SnO2 quantum dot decoration of CuO nanoparticles with enhanced NO2 and H2 gas sensing response via p–n heterojunction interfaces

Abstract

Design and fabrication of heterostructures has emerged as a powerful strategy to improve gas sensing performances compared to single materials counterparts. In this work, we report an innovative CuO-based nanostructure decorated with SnO₂ quantum dots (QDs) for the detection of NO₂ and H₂ gases. Here, CuO serves as the base material while SnO₂ QDs are used as the decorating phase: an inversion of the conventional architecture where SnO₂ is typically the host and CuO the modifier.
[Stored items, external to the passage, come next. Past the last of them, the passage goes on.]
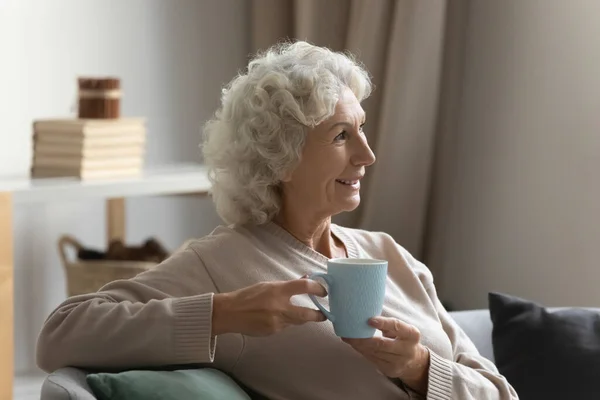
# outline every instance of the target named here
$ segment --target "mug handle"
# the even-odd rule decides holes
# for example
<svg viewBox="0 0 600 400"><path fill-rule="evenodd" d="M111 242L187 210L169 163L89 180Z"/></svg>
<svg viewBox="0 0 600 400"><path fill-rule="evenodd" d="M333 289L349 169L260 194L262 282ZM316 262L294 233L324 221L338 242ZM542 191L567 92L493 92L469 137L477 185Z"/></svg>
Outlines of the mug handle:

The composite exhibits higher sensitivity compared to pristine CuO and SnO₂, showing state-of-the-art performances in terms of relative responses (RRs) in the 20 ppb to 1 ppm range and 10 ppm to 250 ppm for NO₂ and H₂ respectively, with excellent stability and reproducibility. Moreover, the SnO₂-QDs/CuO operates at a low working temperature (i.e. 100 °C), offering significant advantages in terms of energy efficiency and material stability. The observed enhancements are attributed to the optimized heterointerface, increased active surface area, and modulation of the charge carrier induced by the p–n heterojunctions. These results highlight the potential of reverse-configured SnO₂/CuO as a versatile platform for improved, low-temperature gas sensors with high sensitivity.